Abstract: This paper considers the problem of maximising the number of task allocations in a distributed multi-robot system under strict time constraints, where other optimisation objectives need also be considered. This study builds upon existing distributed task allocation algorithms, extending them with a novel method for maximising the number of task assignments. The fundamental idea is that a task assignment to a robot has a high cost if its reassignment to another robot creates a feasible time slot for unallocated tasks.

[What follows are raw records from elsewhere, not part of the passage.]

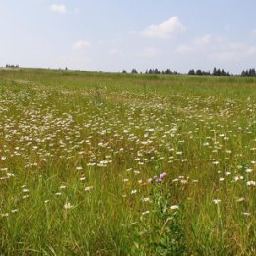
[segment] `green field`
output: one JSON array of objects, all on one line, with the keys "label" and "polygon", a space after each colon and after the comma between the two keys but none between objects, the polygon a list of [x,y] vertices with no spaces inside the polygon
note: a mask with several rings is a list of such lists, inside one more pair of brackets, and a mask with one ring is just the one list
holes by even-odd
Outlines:
[{"label": "green field", "polygon": [[0,70],[0,255],[256,255],[256,79]]}]

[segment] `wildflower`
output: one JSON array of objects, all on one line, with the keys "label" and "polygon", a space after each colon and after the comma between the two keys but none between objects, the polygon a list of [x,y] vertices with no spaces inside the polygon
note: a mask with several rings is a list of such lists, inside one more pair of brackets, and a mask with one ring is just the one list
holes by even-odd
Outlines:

Multiple reassignments among networked robots may be required to create a feasible time slot and an upper limit to this number of reassignments can be adjusted according to performance requirements. A simulated rescue scenario with task deadlines and fuel limits is used to demonstrate the performance of the proposed method compared with existing methods, the Consensus-Based Bundle Algorithm (CBBA) and the Performance Impact algorithm (PI). Starting from existing (PI-generated) solutions, results show an up to 20% increase in task allocations using the proposed method.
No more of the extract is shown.